ВИНИТИ был практически режимным институтом. «В этом странном институте был порядок, с которым другие гуманитарии вряд ли знакомы, – пишет Екатерина Рахилина, – любой печатной продукции полагалась предварительная экспертиза. Она осуществлялась в три этапа: сначала текст должен был быть прочитан одним (или двумя?) членами специальной кем-то утвержденной экспертной комиссии, которые расписывались в специальном бланке. Бланк надо было заполнить и отдать на подпись вместе с текстом статьи. Потом он переходил к начальнику отдела, он тоже расписывался, а потом автор относил бланк в так называемый первый отдел – странную комнату на втором этаже с тяжелой дерматиновой дверью и непроницаемой женщиной за конторкой. Там на него ставили окончательную подпись и печать, и только в сопровождении этой внушительной печати можно было сдавать текст в редакцию. Главное, что должны были подтвердить эксперты, подписывая бланк, это то, что в работе не содержится… никакой новизны».

– У нас всех было два библиотечных дня, – рассказывает Корельская, – и мы, конечно, должны были отмечаться, у нас были какие-то карточки.

– Мы приходили и отмечались, – подтверждает и Гинзбург. – Ну, придешь в 10:00, все равно пишешь, что в 9:15. Особенно если ты булочки купила всем.
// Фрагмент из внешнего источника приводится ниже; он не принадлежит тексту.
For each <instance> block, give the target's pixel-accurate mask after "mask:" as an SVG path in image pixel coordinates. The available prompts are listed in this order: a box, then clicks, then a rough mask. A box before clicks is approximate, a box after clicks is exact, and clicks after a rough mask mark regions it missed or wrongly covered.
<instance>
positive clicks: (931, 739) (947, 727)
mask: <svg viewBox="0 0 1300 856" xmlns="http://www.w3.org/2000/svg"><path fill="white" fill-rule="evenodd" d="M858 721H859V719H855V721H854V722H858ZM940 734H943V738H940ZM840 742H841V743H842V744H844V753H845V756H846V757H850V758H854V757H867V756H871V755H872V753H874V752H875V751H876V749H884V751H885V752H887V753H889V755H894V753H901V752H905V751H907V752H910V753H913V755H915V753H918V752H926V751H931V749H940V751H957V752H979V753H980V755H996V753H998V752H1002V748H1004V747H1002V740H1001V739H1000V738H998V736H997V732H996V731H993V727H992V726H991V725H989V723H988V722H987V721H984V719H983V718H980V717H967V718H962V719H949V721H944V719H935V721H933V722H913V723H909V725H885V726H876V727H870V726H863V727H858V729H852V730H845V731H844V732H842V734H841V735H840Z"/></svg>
Так все делали. Выходишь раньше, а пишешь, я не знаю, 17:30. Всегда было интересно посмотреть карточку Есенина-Вольпина. Он брал карточку, подходил, смотрел на часы и писал: 10:02. Он говорил: «Врать нельзя никогда!» И когда бы он ни уходил, он записывал время ровно так же точно.

Места в отделе было мало, все сотрудники там не могли уместиться в принципе, и основным местом общения были семинары. По секторам они проводились еженедельно, а раз в месяц был общий семинар отдела.

– Успенский организовал в нашей группе семинар по семантике, – рассказывает Крейдлин. – На этом семинаре были разные люди – Лотман121, другие хорошие интересные люди. Падучева приглашала туда Бориса Успенского.

Общеотдельский же семинар назывался просто семинаром отдела семиотики.

– Семинар отдела семиотики, – вспоминает Финн, – был исключительно престижным. Там все было – и логика была, и лингвистика, и семиотика. В какой-то момент Кома испарился и перестал заниматься логикой и лингвистикой. А вот в семинаре он принимал участие.

– На этот семинар приглашались очень разнообразные люди: и логики, и лингвисты, и литературоведы, – рассказывает Корельская. – Даже Гаспаров122 приходил. Алик [Жолковский] про Пастернака рассказывал. Но это было раз в месяц, нечасто, – чтобы не мозолить глаза начальству. Это все происходило в актовом зале ВИНИТИ, но ВИНИТИ к этому не имел ни малейшего отношения. То есть люди, которые работали в ВИНИТИ, – мы с ними совершенно не пересекались.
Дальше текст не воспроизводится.